Extraits des prises de parole, sous la présidence de Raphaëlle Manière (« cellule de veille » CGT, membre du CESE), qui explique la détermination de la CGT dans ce combat contre les violences. Elle rappelle qui était incriminé dans ce procès avec Philippe Martinez (en sa qualité de responsable CGT). Il s’agit, dit-elle, de « permettre aux femmes d’avoir toutes leurs places dans la CGT ».
- Myriam Lebkiri (secrétaire confédérale CGT) : « Nous sommes bien sûr aux côtés des mises en cause, ainsi que de Philippe et de la cellule de veille, mise en place en 2016 avant Metoo. Elle a été le porte-voix de ce combat dans la CGT, avant l’établissement d’un « cadre commun » d’action adopté en 2023 ».

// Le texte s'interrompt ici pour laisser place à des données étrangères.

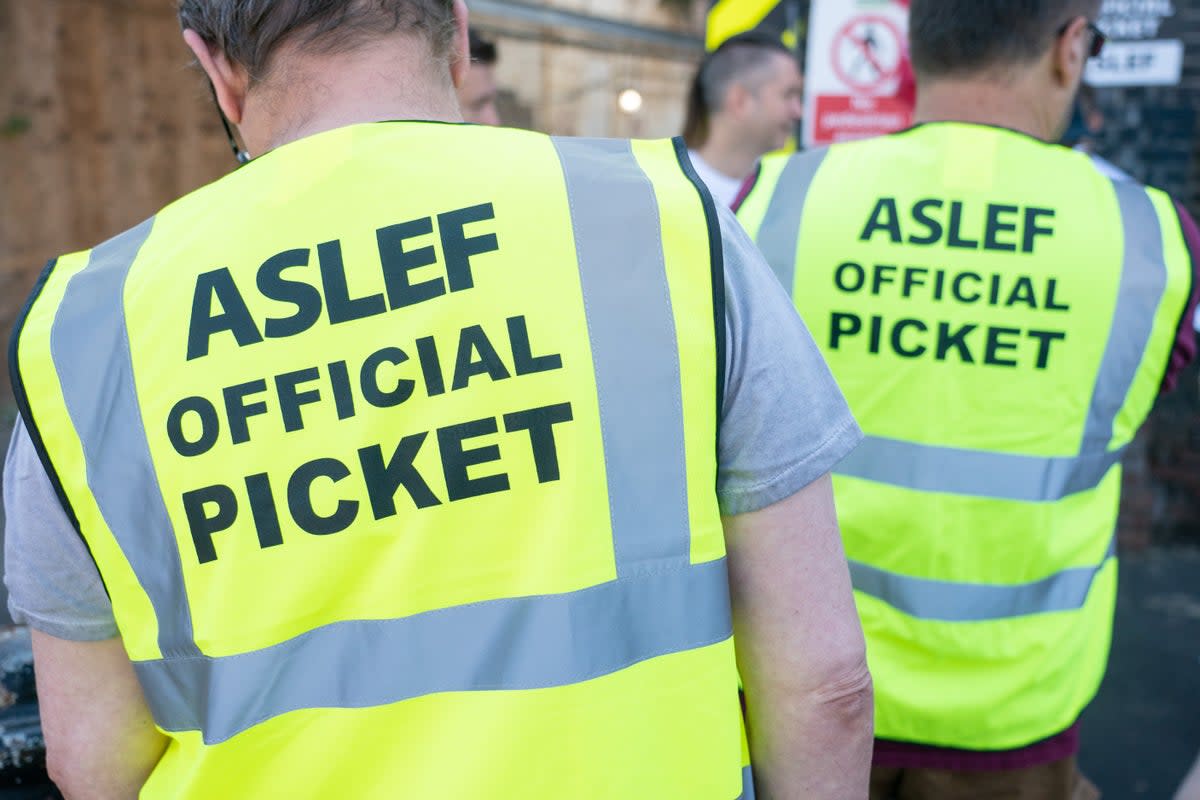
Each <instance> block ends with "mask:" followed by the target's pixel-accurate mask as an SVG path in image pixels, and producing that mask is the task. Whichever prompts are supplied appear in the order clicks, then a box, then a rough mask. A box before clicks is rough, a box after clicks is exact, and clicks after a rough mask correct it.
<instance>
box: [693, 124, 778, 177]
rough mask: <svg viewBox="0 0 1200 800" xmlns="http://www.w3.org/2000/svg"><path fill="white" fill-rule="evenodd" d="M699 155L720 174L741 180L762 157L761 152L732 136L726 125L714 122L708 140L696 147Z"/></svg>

- Caroline Chevé (secrétaire générale de la FSU) : « C’était une bonne décision de maintenir ce rassemblement, même si la plainte a été retirée. Nous pouvons avoir un moment joyeux ! Accompagné de soulagement. Car les procédures longues peuvent décourager ceux et celles qui veulent dénoncer ces pratiques, et qui empruntent un parcours du combattant. Au récent congrès de la FSU, notre cellule de veille a été intégrée dans nos statuts. Ce rassemblement est aussi un avertissement à ceux qui veulent utiliser les procédures-baillons. Il faut les empêcher de nous museler ».
- Murielle Guilbert (co-déléguée générale nationale de Solidaires) : « Nous affirmons notre soutien aux cellules de veilles syndicales et bien sûr à Philippe Martinez. Lutter contre les violences, cela passe par des épreuves : celles des actes, mais aussi pour vaincre l’incrédulité, les procédures-baillons, le déni qui est la continuation de l’emprise sur les victimes. Nous n’acceptons ni le sexisme ni le patriarcat. En « externe » mais aussi en « interne ». C’est notre action collective qui fait reculer l’impunité. Cela fait partie intégralement du travail syndical » .
- Christine (mise en cause pour diffamation) : « J’étais militante CGT depuis 20 ans. Or nous avons été expulsé-es de notre syndicat ! Nous étions les premières « clientes » (si on peut dire) de la cellule de veille CGT. Il est vraiment dommageable que la Fédération des services publics ait soutenu un agresseur. Alors merci à Benoit Martin de l’UD CGT de Paris pour son soutien ».
- Nunzia (témointe au procès et victime du plaignant) « Je me suis éloignée de toute action syndicale et collective depuis cette date. Notre syndicat s’est éteint. Quel gâchis ! «
- Benoit Martin (secrétaire général de l’UD CGT de Paris) : « Je ressens à la fois de l’émotion et du plaisir. Sans doute que l’avocate de l’agresseur a estimé qu’il y avait plus à perdre qu’à gagner dans la poursuite de ce procès. Nous devons défendre toutes les cellules de veille, ainsi que l’Inter-organisation qui se réunit régulièrement sur ces questions. Toutes les organisations sont concernées ou frappées. Oui il faut combattre le patriarcat partout. La poussière ne doit pas aller sous le tapis ».
- Catherine Albert (témointe au procès et militante RESYFEM) : « C’est une victoire de la solidarité, de nos luttes collectives féministes et syndicales. Nous n’avons jamais lâché ! Nous avons subi beaucoup de représailles. Toutes ces méthodes ont un coût : le coût des violences sur la santé (dépressions, infarctus, problèmes de vente, troubles anxieux…). Un coût financier : les procédures, les avocats. Un coût moral : le départ d’un syndicat qu’on a construit.et je suis fière qu’aujourd’hui nous soyons unies CGT /FSU /SOLIDAIRES ».
- Pauline (RESYFEM) : « C’est à eux de payer, après 9 ans de combat. Cela a été dur mais on s’est aussi marré, on a découvert des ami-es, des amours. On est là les meufs ! On s’auto-organise ! Nous les meufs on a une puissance de malade ! »
Après le rassemblement, dans la salle d’audience, l’avocat a justifié le désistement de son client car il avait peur du rassemblement et de la médiation. Il a souligné qu’il le comprenait aisément au vu de « la cage au fauve » qu’il avait pu observer. La procureure quant à elle considère comme recevable la demande d’indemnité pour procédure abusive. Elle a souligné qu’on pouvait saisir un objectif de silenciation de certaines personnes sur un sujet de société. Que ces procédures aient un coût pour la justice et qu’il faut donc respecter les procédures.
Résultat de cette poursuite le 3 décembre.